Opinião: Sem valores comuns, Brics segue sendo bloco solto
10 de julho de 2015O grupo dos países do Brics – Brasil, Rússia, Índia, China e África do Sul – costuma ser apresentado como um rival do G7, como um contrapeso ao bloco informal dos países ocidentais industriais "clássicos".
Os próprios Brics também se veem um pouco dessa forma – mas só um pouco. Enquanto a China possui a força e a Rússia, a aspiração de se contrapor ao Ocidente, aos outros três países faltam ambas. Brasil, Índia e África do Sul são democracias que não têm nenhum interesse num confronto com o Ocidente. Rússia e China são Estados de cunho autoritário, cujas relações com o Ocidente são instrumentais. Essa situação não deve mudar em breve.

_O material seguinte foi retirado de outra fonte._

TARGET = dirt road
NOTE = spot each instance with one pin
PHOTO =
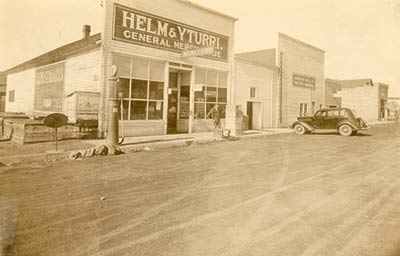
(281, 195)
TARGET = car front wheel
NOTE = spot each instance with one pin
(299, 129)
(345, 130)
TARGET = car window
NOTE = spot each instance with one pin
(333, 113)
(320, 113)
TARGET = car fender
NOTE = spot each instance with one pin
(308, 127)
(354, 127)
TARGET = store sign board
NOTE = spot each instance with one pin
(198, 52)
(49, 88)
(303, 81)
(141, 28)
(198, 87)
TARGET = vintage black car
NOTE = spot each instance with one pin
(341, 120)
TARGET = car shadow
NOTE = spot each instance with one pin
(362, 135)
(337, 134)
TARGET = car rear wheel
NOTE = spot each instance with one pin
(345, 130)
(299, 129)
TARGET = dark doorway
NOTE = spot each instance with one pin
(172, 103)
(249, 115)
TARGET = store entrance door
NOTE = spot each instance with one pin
(249, 115)
(254, 115)
(172, 103)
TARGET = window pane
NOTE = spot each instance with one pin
(199, 111)
(123, 86)
(209, 107)
(200, 77)
(222, 94)
(185, 91)
(139, 89)
(211, 94)
(156, 90)
(157, 71)
(212, 77)
(124, 65)
(173, 80)
(155, 110)
(125, 109)
(140, 69)
(223, 79)
(183, 110)
(185, 78)
(222, 109)
(138, 110)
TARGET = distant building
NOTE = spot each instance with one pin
(394, 108)
(3, 82)
(367, 98)
(332, 87)
(275, 86)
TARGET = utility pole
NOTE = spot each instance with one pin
(112, 131)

Apesar disso, os Brics aparentemente se sentem bem em seu clube: eles criam um banco comum de desenvolvimento, acertam uma cooperação bilateral aqui, implementam um novo projeto intergovernamental acolá. Além disso, um fórum sindical do Brics exercita críticas à "globalização neoliberal". Vindo da boca de um sindicalista chinês, soa gratuito. Na China, país que elevou mais do que qualquer outro o liberalismo global à condição de doutrina da sua indústria exportadora, a liderança comunista formalmente professa os ensinamentos do papai Marx.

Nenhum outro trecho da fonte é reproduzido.